Os machos sobrevivem e são irradiados com uma fonte de cobalto para se tornar estéreis. A irradiação, inicialmente feita no Centro de Energia Nuclear na Agricultura (Cena), da Universidade de São Paulo, em Piracicaba, atualmente é realizada na Universidade Federal de Pernambuco. Daqui a pouco tempo começará a ser feita na Moscamed, que receberá um equipamento doado pela Agência Internacional de Energia Atômica, organização das Nações Unidas.

Insetos no avião
A liberação dos machos estéreis é feita com aeromodelos monitorados por controle remoto, desenvolvidos por alunos da Universidade Federal do Vale do São Francisco. Cada avião tem 3 metros de envergadura e consegue levar 1,5 milhão de moscas. Os insetos também podem ser liberados manualmente, mas esse é um processo mais demorado e caro. Antes da liberação, é feito um monitoramento da população de moscas selvagens. Com base na quantidade monitorada, é liberado um número maior ou menor de machos estéreis. “Temos um sistema de armadilhas para machos e fêmeas que permite um cálculo mais preciso do número a ser liberado em uma área”, diz Malavasi.

Para ter certeza de que os machos estéreis realmente cumprem sua função no semi-árido, foi feito um estudo de validação em duas regiões bem distintas: em Livramento, na Chapada Diamantina, na Bahia, e em outra área dentro do Vale do São Francisco. “Esse estudo foi necessário porque trabalhamos com temperaturas de 35 a 40 graus todos os dias”, explica o pesquisador. Em outros locais onde os insetos estéreis são liberados, como a Califórnia, nos Estados Unidos, e o sul da Argentina, as temperaturas são bem mais amenas.

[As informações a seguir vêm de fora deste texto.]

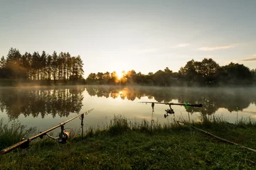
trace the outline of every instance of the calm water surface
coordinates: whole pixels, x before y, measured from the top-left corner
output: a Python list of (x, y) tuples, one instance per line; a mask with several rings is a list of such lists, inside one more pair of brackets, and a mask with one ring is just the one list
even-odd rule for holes
[[(75, 116), (78, 113), (94, 108), (85, 117), (85, 127), (103, 126), (114, 115), (122, 115), (132, 121), (151, 120), (150, 104), (142, 101), (202, 103), (203, 108), (189, 107), (193, 112), (191, 119), (200, 120), (202, 116), (223, 116), (230, 123), (242, 118), (256, 121), (256, 90), (252, 88), (170, 88), (122, 87), (87, 86), (44, 88), (0, 89), (0, 119), (18, 120), (22, 125), (37, 127), (44, 130)], [(255, 113), (234, 112), (240, 110)], [(167, 106), (155, 105), (154, 120), (164, 123), (176, 119), (188, 120), (184, 106), (174, 106), (175, 115), (164, 118)], [(79, 118), (65, 128), (78, 129)]]

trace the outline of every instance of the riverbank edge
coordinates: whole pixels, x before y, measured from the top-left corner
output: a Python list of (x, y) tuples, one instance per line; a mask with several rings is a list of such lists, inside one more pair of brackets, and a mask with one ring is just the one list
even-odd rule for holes
[[(221, 120), (198, 128), (254, 149), (256, 123)], [(256, 168), (256, 154), (178, 123), (131, 124), (117, 116), (106, 129), (90, 128), (66, 144), (46, 138), (0, 157), (1, 169), (221, 169)], [(22, 163), (22, 164), (21, 164)]]

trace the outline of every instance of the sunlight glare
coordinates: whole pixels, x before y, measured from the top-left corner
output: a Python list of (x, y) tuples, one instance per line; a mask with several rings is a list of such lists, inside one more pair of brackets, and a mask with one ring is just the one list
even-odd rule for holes
[(117, 78), (118, 79), (121, 79), (122, 78), (122, 76), (124, 76), (124, 74), (122, 72), (117, 72)]

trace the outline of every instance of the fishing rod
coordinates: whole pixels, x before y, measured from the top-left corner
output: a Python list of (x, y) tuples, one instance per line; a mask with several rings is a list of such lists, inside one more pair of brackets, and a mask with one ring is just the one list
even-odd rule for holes
[(72, 118), (65, 122), (63, 122), (60, 124), (58, 124), (58, 125), (55, 125), (53, 128), (50, 128), (43, 132), (41, 132), (40, 133), (36, 135), (35, 136), (33, 137), (29, 137), (26, 140), (25, 139), (23, 139), (21, 142), (18, 142), (18, 143), (16, 143), (9, 147), (6, 147), (2, 150), (0, 151), (0, 154), (4, 154), (7, 152), (9, 152), (10, 151), (17, 148), (17, 147), (21, 147), (22, 149), (24, 149), (24, 148), (26, 148), (26, 147), (29, 147), (29, 142), (31, 142), (32, 140), (36, 139), (37, 137), (40, 137), (41, 139), (43, 138), (43, 137), (44, 135), (48, 135), (49, 136), (47, 133), (53, 130), (55, 130), (58, 127), (60, 127), (61, 128), (61, 130), (60, 130), (60, 132), (59, 133), (59, 137), (58, 138), (54, 138), (54, 137), (51, 137), (50, 136), (50, 137), (51, 138), (53, 138), (53, 139), (58, 139), (58, 142), (60, 143), (65, 143), (68, 138), (69, 137), (69, 132), (65, 132), (64, 131), (64, 125), (66, 124), (67, 123), (78, 118), (78, 117), (80, 117), (80, 120), (81, 120), (81, 128), (82, 128), (82, 133), (83, 133), (83, 118), (84, 118), (84, 115), (87, 115), (89, 113), (90, 113), (91, 111), (92, 111), (93, 108), (85, 112), (85, 113), (82, 113), (81, 114), (79, 114), (76, 116), (75, 116), (74, 118)]
[(152, 113), (154, 112), (154, 104), (164, 104), (164, 105), (169, 105), (170, 108), (168, 108), (166, 110), (165, 110), (165, 111), (166, 112), (166, 114), (164, 115), (164, 118), (166, 118), (167, 116), (169, 116), (168, 114), (174, 114), (174, 109), (171, 107), (171, 105), (178, 105), (178, 106), (184, 106), (186, 108), (188, 108), (188, 106), (192, 106), (192, 107), (203, 107), (202, 104), (198, 104), (198, 103), (163, 103), (163, 102), (148, 102), (148, 101), (142, 101), (142, 102), (139, 102), (139, 103), (151, 103), (151, 107), (152, 107)]
[(252, 113), (252, 115), (256, 115), (256, 111), (250, 111), (250, 110), (232, 110), (232, 112), (244, 112), (244, 113)]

A Moscamed é a primeira fábrica do gênero no Brasil. Ela começou a funcionar em março do ano passado e produz atualmente cerca de 5 milhões de insetos estéreis por semana, número que deverá chegar a 120 milhões até o final do ano. A maior fábrica do mundo pertence ao Departamento de Agricultura dos Estados Unidos e está instalada na Guatemala, na América Central. Lá são produzidos cerca de 2,3 bilhões de insetos por semana. Uma produção tão gigantesca tem razão de ser: a mosca-das-frutas é responsável por prejuízos da ordem de US$ 2 bilhões no mundo inteiro. No Brasil, a praga impediu aos agricultores o acesso a mercados competitivos, como o dos Estados Unidos, do Japão e de alguns países da Europa. “Na USP desenvolvemos vários processos que permitiram abrir o mercado externo para frutas como manga, papaia e melão”, diz Malavasi. Mas são processos que encarecem a produção porque envolvem tratamentos pós-colheita aplicados diretamente sobre o produto sem causar nenhum problema aos consumidores, mas alterando a qualidade final da fruta.

Quando se aposentou, o professor foi convidado a implantar a biofábrica, que recebeu aportes de R$ 12 milhões dos ministérios da Agricultura, da Ciência e Tecnologia e da Integração Nacional, além da doação do terreno de 60 mil metros e 5 mil metros de área construída, no valor de R$ 7 milhões, pelo governo do estado da Bahia. Como a Moscamed é uma organização social ligada ao Ministério da Agricultura, ela pode vender produtos e serviços e ter lucro, mas tem de reinvestir tudo o que ganha no próprio negócio. “Após vender a mosca estéril para os governos da Bahia, de Pernambuco e do Ceará, estamos agora em negociação com o Marrocos, para que possamos lucrar e diminuir o custo para o produtor brasileiro”, diz Malavasi. Para o fruticultor nacional a liberação de insetos estéreis fica em torno de US$ 180 por milhão. Para o exterior, os insetos serão vendidos a US$ 230 por milhão.